Interviste, recensioni e news dal mondo del giallo... e non solo. A cura di Marco Tiano





martedì 10 luglio 2012

Recensione: OTTO INNECENTI E UN COLPEVOLE di J. J. Connington - Polillo editore

Vi avevamo già anticipato l'uscita di questo mistery, OTTO INNOCENTI E UN COLPEVOLE, n. 114 della collana "I Bassotti" della Polillo editore, ma oggi torniamo a parlarvene dopo averlo letto.
Come potevamo aspettarci, dopo aver notato il nome dell'autore, J. J. Connington, ci siamo trovati di fronte ad un giallo intrigante e perfettamente strutturato. Un romanzo del 1931, ancora inedito in Italia.
Connington crea le sue trame come un architetto, non lasciando nulla al caso, attento ai minimi particolari. Anche in questo mistery, come è nel suo stile, l'autore mette in scena ingegnosi omicidi, traendo spunto dalle sue conoscenze in campo chimico, fisico, balistico e altre discipline scientifiche.
"Otto innocenti e un colpevole" appare affascinante e curioso già dal titolo, catturando subito l'attenzione degli appassionati del genere.
Lo stile narrativo è inconfondibile: descrizioni di luoghi, fatti e atmosfere in modo impeccabile e preciso; si avverte la sensazione di trovarsi realmente nei posti in cui avvengono i delitti. Anche i personaggi hanno la loro valenza, bizzarri e reali al punto giusto.
La trama è ingegnosa come sempre, e inizia con la vendita di alcuni biglietti abbinati alle corse dei cavalli. I possessori dei biglietti daranno vita ad un sindacato, chiamato "Il Sindacato dei nove", e stipuleranno un accordo scritto:

"...I sottoscritti dichiarano che i biglietti della lotteria abbinata al derby, dal numero G/B:B.8811 al numero G/B:B.8819 compreso, appartengono congiuntamnte a tutti loro e che ogni premio vinto da uno o più di questi biglietti sarà diviso in parti uguali tra i possessori al momento della distribuzione delle vincite. Sulle matrici sarà specificato il nome di..."

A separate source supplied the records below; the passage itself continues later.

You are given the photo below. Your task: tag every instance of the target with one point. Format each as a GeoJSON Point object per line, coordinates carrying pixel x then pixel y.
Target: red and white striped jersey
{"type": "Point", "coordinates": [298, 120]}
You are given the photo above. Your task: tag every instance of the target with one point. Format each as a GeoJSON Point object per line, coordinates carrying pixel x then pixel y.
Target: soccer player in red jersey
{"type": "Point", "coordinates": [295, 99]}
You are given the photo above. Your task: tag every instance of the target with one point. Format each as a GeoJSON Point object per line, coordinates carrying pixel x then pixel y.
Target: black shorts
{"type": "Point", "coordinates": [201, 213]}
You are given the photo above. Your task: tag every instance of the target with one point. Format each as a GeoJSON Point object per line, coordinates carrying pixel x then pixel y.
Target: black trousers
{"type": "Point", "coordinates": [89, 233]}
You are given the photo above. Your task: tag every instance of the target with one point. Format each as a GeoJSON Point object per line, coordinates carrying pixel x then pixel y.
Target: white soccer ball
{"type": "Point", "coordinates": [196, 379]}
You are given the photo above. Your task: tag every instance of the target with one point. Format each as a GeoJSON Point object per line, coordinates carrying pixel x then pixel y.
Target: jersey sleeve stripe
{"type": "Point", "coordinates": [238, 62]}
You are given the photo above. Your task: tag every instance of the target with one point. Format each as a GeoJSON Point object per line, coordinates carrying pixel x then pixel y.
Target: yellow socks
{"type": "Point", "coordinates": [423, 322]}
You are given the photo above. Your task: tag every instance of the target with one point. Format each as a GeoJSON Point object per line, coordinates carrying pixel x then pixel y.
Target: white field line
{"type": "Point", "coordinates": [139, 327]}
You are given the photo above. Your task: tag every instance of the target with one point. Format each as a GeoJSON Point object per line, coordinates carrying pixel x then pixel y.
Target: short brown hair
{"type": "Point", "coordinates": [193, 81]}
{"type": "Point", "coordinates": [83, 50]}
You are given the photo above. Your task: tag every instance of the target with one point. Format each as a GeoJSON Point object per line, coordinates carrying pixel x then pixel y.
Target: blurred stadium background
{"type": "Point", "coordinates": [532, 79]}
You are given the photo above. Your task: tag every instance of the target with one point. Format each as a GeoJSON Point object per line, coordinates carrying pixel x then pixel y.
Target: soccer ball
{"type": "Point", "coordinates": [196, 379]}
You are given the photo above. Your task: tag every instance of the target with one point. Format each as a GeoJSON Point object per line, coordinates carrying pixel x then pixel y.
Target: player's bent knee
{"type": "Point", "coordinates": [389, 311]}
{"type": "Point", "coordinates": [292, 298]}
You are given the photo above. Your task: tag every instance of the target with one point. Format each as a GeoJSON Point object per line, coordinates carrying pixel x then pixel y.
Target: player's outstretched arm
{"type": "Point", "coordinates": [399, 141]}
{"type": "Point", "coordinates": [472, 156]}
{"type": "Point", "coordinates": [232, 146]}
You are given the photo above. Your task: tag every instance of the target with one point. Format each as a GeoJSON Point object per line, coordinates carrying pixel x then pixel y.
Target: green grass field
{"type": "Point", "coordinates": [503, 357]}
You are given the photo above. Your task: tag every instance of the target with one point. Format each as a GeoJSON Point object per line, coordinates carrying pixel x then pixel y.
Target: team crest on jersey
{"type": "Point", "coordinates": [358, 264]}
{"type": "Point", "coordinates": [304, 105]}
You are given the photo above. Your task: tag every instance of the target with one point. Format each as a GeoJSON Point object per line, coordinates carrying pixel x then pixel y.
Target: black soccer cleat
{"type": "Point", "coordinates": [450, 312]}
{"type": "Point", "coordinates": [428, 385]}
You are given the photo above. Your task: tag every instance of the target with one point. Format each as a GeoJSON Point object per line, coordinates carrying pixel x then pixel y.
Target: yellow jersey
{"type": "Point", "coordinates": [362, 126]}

Il caso vuole che, il giorno dopo, uno dei biglietti acquistati dal "sindacato dei nove" venga abbianato ad un cavallo, entrando di diritto nella rosa dei vincitori. Questo significa che il loro biglietto riceverà sicuramente un premio. Sarà da questo momento in poi che avranno luogo delle inspegabili e strane morti. All'apparenza sembrano degli incidenti, ma il particolare che mette tutto sotto la luce del sospetto, è che che questi "incidenti" capiteranno soltanto ai menbri del "sindacato dei nove", decimendolo.
A questo punto, entreranno in scena i due protagonisti di Connington: Sir Clinton Driffield, capo della polizia, e il suo amico Wendover, menbro del sindacato.
Sir Clinton non è il classico investigatore dilettante che siamo abituati a trovare nei mistery classici, ma è il capo della polizia di una contea inglese. Un uomo distinto, dotato di una intelligenza furoi dal comune, affascinato dai piccoli e inspiegabili particolari.
Per quanto riguarda il finale, questo rispetta pienamente i canoni dello stile di Connington: articolato, minuzioso nei particolari, ingegnoso e ricco di piccoli indizi.
Come sempre quando si ha tra le mani un libro"Polillo editore", siamo di fronte ad un ottimo mistery, che soddisferà sia gli amanti del genere, che gli appassionati delle buone letture.
Un titolo che vi consigliamo vivamente di portare in valigia, per allietare alcune ore di queste calde vacanze!